The one thing I noticed is that the two buttons are a bit tricky to get at with the programmers connected, especially the FTDI board. For the second module I may supply my own right-angle header to get around that. Of course doing so would cover part of the breadboard so this is probably six of one, half dozen of the other.

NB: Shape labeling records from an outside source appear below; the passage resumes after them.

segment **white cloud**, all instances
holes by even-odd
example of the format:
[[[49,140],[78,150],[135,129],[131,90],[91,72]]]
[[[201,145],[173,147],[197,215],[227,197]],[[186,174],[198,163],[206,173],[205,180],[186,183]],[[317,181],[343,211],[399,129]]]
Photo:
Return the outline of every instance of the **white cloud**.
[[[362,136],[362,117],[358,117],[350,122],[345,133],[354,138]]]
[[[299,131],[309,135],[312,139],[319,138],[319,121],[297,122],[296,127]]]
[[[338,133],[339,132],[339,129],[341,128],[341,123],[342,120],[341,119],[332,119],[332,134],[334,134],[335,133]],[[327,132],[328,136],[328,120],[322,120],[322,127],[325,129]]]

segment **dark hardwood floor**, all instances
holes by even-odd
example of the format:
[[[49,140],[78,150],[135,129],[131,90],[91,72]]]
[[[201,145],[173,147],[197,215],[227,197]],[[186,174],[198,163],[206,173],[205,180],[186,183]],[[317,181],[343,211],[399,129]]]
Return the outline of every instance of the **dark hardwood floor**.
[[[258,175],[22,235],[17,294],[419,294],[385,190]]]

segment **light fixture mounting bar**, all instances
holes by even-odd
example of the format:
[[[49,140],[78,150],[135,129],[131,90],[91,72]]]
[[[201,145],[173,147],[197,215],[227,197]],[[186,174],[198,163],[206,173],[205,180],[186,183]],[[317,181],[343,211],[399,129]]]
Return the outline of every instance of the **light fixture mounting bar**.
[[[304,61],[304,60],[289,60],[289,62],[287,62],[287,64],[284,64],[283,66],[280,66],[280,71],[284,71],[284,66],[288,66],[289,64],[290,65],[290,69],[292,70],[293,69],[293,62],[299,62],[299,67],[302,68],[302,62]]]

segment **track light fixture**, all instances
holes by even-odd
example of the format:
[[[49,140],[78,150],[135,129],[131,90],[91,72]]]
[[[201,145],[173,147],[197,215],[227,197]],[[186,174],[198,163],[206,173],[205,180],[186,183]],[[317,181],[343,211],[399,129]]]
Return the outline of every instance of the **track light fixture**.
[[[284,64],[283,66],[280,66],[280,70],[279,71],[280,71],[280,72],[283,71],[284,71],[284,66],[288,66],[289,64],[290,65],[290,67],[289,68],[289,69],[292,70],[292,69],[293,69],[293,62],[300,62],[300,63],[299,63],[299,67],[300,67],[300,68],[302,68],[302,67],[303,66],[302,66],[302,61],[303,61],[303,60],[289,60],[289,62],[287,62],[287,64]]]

I love it that they supply the pin headers but don’t solder them. Sometimes I prefer pin sockets or unpopulated pads, and this makes it easy for me to make that choice like the right-angle one I mentioned above. It’s something small but I also appreciate that the pinheaders in the package were not the minimum number necessary for this board — there were a few extra pins. You need to break them off and sometimes they can break one pin over from where you expected. If it were the minimum number you would either start over or solder a single pin at the end of the row (not ideal). If you screw up snapping these you could conceivably use a set of three pins and the rest as one unit to fix your mistake. Maybe I’m weird but it’s the small things in life!
Programming Options: NodeMCU and Lua
The board ships with this firmware on it. I was up and running with the Lua interpreter within three minutes of the package arriving at my door. Seriously, it took me longer to figure out if the USB-to-serial was green or white for TX/RX than it did to connect to my local WiFi Access point. Adafuit’s ‘Hello World’ walkthrough gets you going if you haven’t given this a try before.
Programming Options: Arduino IDE
Adafruit has a Board Manager for Arduino IDE. Perhaps this is common knowledge but I don’t often work with this IDE and it’s the first time I’ve run into it. What can I say, it kicks ass!
I hate setting up tool chains for new chips. With this you add a web address and port number, restart the IDE, and use the board manager to add support for this board. Sweet!
That turns this into an Arduino compatible board which solves something that has long bothered me. I’ve seen a ton of really simple Arduino projects that use the ESP8266 externally. Last month’s porting of the Arduino framework for these chips, coupled with this ready-to-go hardware does away with that nonsense. Seriously, the vast majority of those projects need little to no computing power and will work like a dream when directly programmed onto this chip.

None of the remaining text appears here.